Et, là, surprise, le client vous répond qu’il le savait déjà et que cette réponse lui convient parfaitement. Je la fais court, seulement, force est de constater que la maturité de ce client permet d’envisager de belles choses, avec probablement, des leviers plus intelligents que la solution purement technique SEO.

Dans le livre « E-réputation : stratégies d’influence sur Internet », aux éditions Ellipses, les auteurs font référence aux différents acteurs qui se positionnent sur le marché :

  • les pure players ou « gestionnaires de crise »,
  • les agences de communication et autres spécialistes du lobbying,
  • les éditeurs de veille (Digimind, SindUp, KBCrawl, etc.),
  • les agences de référencement et agences web historiques.

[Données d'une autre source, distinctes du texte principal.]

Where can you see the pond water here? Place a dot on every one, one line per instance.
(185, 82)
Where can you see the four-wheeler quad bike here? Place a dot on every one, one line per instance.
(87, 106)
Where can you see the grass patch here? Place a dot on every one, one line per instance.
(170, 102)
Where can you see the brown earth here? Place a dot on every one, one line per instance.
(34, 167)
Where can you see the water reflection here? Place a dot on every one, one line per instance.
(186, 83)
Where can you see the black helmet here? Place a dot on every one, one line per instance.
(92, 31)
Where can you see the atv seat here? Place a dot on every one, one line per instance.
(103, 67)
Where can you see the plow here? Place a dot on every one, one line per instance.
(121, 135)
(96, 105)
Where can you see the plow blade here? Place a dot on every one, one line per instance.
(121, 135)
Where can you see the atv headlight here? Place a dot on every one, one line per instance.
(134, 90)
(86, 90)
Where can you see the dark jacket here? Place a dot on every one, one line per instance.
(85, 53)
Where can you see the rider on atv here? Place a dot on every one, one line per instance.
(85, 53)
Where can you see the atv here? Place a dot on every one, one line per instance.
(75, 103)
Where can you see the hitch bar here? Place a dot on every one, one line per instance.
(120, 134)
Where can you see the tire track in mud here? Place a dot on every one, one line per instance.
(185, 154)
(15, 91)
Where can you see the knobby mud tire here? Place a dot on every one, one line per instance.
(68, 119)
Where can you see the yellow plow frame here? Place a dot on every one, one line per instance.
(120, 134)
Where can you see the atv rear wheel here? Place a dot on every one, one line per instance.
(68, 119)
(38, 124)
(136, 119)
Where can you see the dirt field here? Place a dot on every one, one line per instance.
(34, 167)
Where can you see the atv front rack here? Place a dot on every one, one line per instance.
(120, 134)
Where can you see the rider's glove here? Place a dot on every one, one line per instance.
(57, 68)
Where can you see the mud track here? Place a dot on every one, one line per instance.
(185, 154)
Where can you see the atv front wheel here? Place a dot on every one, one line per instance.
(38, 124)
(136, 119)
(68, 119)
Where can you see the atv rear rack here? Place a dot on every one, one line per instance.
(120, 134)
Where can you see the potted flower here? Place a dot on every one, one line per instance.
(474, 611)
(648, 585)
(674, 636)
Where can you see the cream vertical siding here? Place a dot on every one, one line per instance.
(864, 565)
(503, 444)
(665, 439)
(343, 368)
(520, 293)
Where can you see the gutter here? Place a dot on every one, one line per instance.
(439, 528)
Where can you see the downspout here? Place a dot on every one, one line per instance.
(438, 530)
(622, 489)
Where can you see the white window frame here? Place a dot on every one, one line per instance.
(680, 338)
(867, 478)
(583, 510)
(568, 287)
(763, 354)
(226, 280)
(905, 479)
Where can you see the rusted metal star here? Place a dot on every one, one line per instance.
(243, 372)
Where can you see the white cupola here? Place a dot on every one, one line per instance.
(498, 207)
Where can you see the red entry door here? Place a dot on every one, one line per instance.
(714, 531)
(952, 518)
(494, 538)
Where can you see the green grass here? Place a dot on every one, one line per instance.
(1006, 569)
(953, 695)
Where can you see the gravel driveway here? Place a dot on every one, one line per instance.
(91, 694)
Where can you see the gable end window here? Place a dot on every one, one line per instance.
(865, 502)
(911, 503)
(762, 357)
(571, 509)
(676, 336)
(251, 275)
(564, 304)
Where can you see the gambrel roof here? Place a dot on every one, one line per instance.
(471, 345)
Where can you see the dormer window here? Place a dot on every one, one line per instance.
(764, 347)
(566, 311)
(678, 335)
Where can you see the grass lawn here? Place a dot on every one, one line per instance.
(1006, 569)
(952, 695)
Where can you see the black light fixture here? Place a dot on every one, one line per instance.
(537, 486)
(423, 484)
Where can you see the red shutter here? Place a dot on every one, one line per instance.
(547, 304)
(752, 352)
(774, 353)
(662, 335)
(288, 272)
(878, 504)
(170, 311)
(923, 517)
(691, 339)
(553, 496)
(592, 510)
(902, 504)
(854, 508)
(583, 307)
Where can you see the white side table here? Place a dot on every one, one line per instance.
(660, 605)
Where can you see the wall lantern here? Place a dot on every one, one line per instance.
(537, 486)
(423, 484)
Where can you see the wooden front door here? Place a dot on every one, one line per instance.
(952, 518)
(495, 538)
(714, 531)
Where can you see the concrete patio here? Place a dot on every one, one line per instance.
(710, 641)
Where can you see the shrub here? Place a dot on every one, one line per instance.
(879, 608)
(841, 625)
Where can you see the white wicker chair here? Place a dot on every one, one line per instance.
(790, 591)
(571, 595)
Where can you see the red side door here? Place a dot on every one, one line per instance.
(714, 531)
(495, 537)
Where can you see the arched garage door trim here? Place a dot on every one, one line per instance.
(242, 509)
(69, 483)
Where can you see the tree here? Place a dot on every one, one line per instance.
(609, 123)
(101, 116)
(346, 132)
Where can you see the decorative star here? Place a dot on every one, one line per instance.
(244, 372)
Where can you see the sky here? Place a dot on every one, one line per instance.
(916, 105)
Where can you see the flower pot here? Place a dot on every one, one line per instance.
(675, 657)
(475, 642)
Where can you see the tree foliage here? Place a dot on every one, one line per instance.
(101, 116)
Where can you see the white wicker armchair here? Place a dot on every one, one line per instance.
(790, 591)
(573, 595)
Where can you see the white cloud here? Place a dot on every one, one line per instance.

Force est de reconnaître que les agences de référencement ne sont pas, à mon avis, les plus pertinentes sur ce sujet. Même si le référencement est un levier de visibilité incontestable, il ne résoudra pas les maux d’image et de réputation dont souffrent certaines entreprises.

Je lis en ce moment le livre d’Olivier Blanchard « Social Media ROI », lequel écrit notamment :

« Integrating social media into an organization is change ».

L’acceptation du changement est probablement la 1ère clé pour avancer, d’autant que, selon Right Now, dans l’étude « Bring Back unhappy customers via social media », parmi les clients ayant publié une critique négative sur un réseau social, 68% ont reçu une réponse de la part du marchand et :

  • 18% sont devenus de fidèles ambassadeurs
  • 33% ont orienté leur commentaire de façon positive
  • 34% ont supprimé leur contribution négative

Il ne faut plus attendre un événement pour communiquer. Le Web est une formidable opportunité pour les entreprises qui se racontent et s’engagent auprès des parties prenantes. L’inertie du SEO (des résultats longs à arriver, mais qui durent longtemps) ne résoudra pas, je crois, les enjeux de réputation. Je garderai ce cap.